If they don't know what the header is, how could they have made the
decision that they like what it indicates and want to keep it? If you
don't want to spend the time paying attention to the situation as
presented, don't spend the time arguing about it.
>I have to admit that slept over Charles's response, but of course it
>doesn't make sense to claim that any text at the bottom of an article is a
>signature and then require it to be delimited in some way.
The person whose name appears as author of this draft claims otherwise.
He wrote it, isn't his interpretation the most accurate?
>> Which is a violation of the concept that what you don't understand you
>> should not touch. If it isn't a 'back-reference', then it isn't a back
>> reference, and according to the syntax, it can be anything at all.
>
>While in violation of the standards, it is intended as a back-reference.
You now have software pretending it can guess what a poster intended when
he puts "RE:" at the front of a subject. If it isn't a back reference, it
isn't a back reference, and the software should leave it alone. Period.
>You are talking about the theoretical case where "SV: " may open a
>subject line for some other reason,
Well, at that point I was talking about your ridiculous statement that I
should learn Swedish and hang around Swedish newsgroups so I could get a
taste of the "real world". But yes, in general, I'm talking about cases
where "not a back-reference" start subject entries. "SV" is not a back
reference, it is part of the free text that otherwise can appear in a
Subject. We should not be telling authors that they should be playing
games with free text when they don't know why it is there.
>However, in some the of the newsgroups I hang around "SV: "
>and "SV: SV: SV: SV: " etc clearly are due to misbehaving software,
So we should stop it from happening everywhere? Then DEFINE "SV: " as
prohibited text and make it something other than "free text" that is quite
legal. But then, I've already said that this is an issue I care not about,
so if you want it, you have to go for it yourself.
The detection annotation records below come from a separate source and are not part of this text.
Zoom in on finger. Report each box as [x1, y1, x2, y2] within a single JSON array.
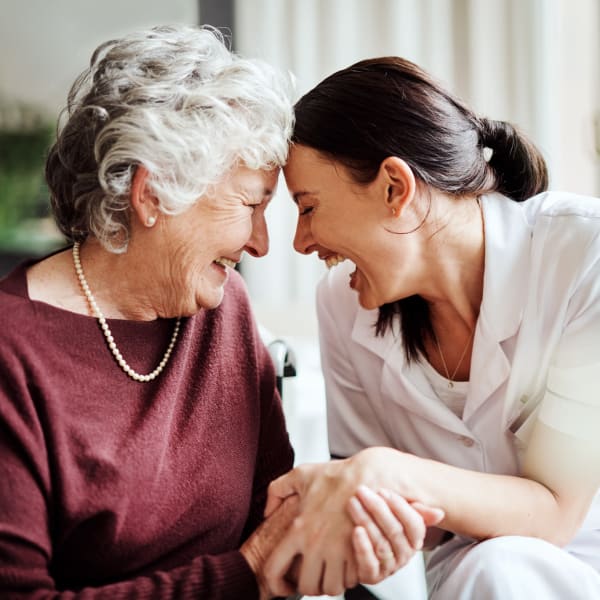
[[344, 560, 358, 590], [410, 502, 446, 527], [379, 489, 427, 550], [298, 551, 325, 596], [320, 557, 346, 596], [263, 521, 301, 596], [264, 469, 301, 517], [357, 486, 408, 560], [352, 526, 380, 583], [348, 496, 399, 560]]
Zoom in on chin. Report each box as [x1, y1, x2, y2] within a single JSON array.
[[196, 288, 224, 312], [358, 294, 381, 310]]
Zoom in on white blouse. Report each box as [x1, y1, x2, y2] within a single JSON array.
[[317, 193, 600, 554]]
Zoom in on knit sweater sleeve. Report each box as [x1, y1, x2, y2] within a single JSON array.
[[244, 336, 294, 538], [0, 364, 258, 600]]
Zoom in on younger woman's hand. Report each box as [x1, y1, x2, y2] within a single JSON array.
[[347, 486, 444, 584]]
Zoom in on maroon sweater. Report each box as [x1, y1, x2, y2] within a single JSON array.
[[0, 267, 293, 600]]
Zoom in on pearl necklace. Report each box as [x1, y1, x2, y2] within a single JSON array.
[[432, 328, 475, 389], [73, 242, 181, 382]]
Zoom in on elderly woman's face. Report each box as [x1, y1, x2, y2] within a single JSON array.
[[157, 166, 279, 315]]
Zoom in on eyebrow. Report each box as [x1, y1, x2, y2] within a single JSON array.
[[292, 190, 319, 204]]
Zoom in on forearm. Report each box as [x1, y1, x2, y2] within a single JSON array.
[[357, 448, 579, 545]]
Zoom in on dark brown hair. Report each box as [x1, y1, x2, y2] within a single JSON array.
[[292, 57, 548, 360]]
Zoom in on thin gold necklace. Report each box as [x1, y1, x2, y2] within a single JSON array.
[[73, 242, 181, 382], [431, 327, 475, 388]]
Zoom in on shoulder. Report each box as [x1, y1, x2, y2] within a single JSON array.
[[524, 192, 600, 276], [521, 192, 600, 231]]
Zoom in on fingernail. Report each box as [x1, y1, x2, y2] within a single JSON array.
[[348, 496, 362, 511]]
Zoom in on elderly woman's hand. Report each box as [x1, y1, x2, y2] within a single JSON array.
[[240, 496, 299, 600], [348, 486, 444, 583], [264, 449, 443, 595]]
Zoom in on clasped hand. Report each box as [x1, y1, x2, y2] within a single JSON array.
[[263, 451, 444, 596]]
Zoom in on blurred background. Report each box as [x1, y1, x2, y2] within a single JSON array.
[[0, 0, 600, 461]]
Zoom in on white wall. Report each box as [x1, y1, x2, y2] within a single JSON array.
[[0, 0, 198, 117]]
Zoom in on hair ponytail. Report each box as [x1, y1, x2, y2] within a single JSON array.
[[479, 118, 548, 202]]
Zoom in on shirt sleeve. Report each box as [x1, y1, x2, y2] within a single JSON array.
[[524, 239, 600, 490], [244, 330, 294, 539], [538, 248, 600, 447], [317, 264, 393, 457]]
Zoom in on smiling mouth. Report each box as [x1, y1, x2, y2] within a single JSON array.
[[213, 256, 237, 269]]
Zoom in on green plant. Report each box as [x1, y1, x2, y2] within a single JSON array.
[[0, 102, 63, 250]]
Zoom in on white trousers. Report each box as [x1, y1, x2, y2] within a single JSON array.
[[427, 536, 600, 600]]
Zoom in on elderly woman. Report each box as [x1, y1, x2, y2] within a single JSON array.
[[0, 27, 300, 600]]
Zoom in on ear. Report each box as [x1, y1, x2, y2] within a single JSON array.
[[130, 165, 160, 227], [378, 156, 417, 217]]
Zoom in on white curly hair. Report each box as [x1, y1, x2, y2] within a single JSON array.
[[46, 25, 294, 252]]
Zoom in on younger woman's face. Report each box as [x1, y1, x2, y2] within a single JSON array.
[[284, 145, 414, 309]]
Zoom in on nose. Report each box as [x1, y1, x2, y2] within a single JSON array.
[[294, 217, 315, 254], [244, 211, 269, 257]]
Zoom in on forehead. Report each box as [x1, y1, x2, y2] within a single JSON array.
[[283, 145, 339, 185], [223, 165, 280, 195]]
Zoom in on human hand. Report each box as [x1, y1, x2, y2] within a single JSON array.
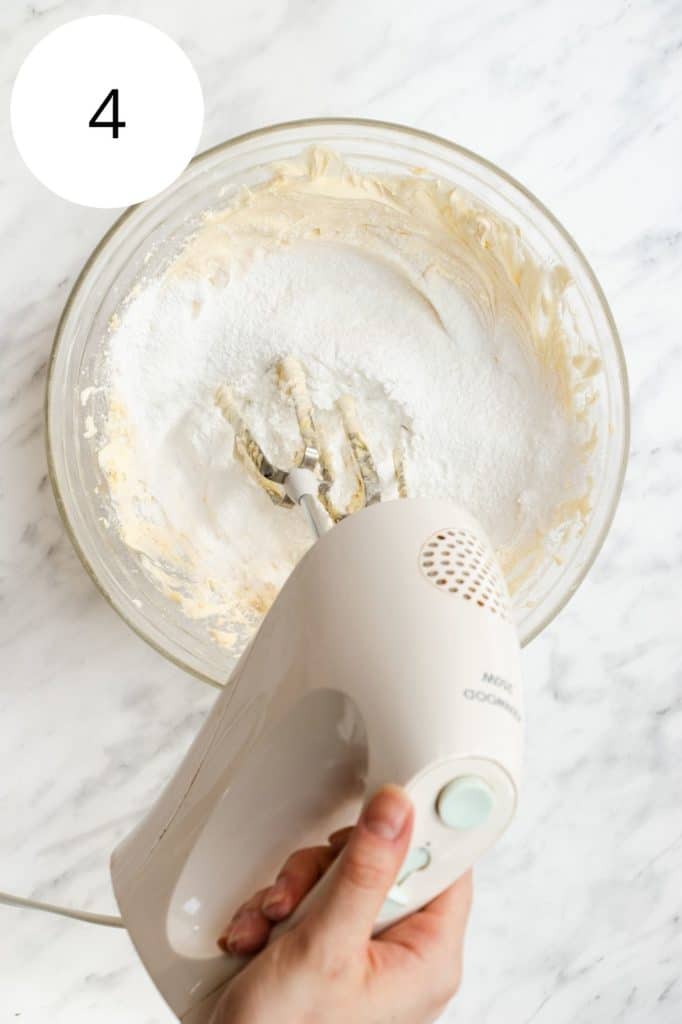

>I you don't like that scheme, fine, just don't use
>my followup agent.
If you don't care that it might screw up an otherwise fine newsgroup, you
ought not be writing followup agents. If this "SV" issue were such a big
problem, people wouldn't post with SV.
Shmuel (Seymour J.) Metz (Shmuel@acm.org):
>>I am talking about right now. MIME
>>headers are already defined, yet THIS DRAFT says that software
>>SHOULD NOT attempt to interpret them.
>For good reason.
Then do you have an explanation why this draft says that they are
acceptable for use, if they are not acceptable for interpretation?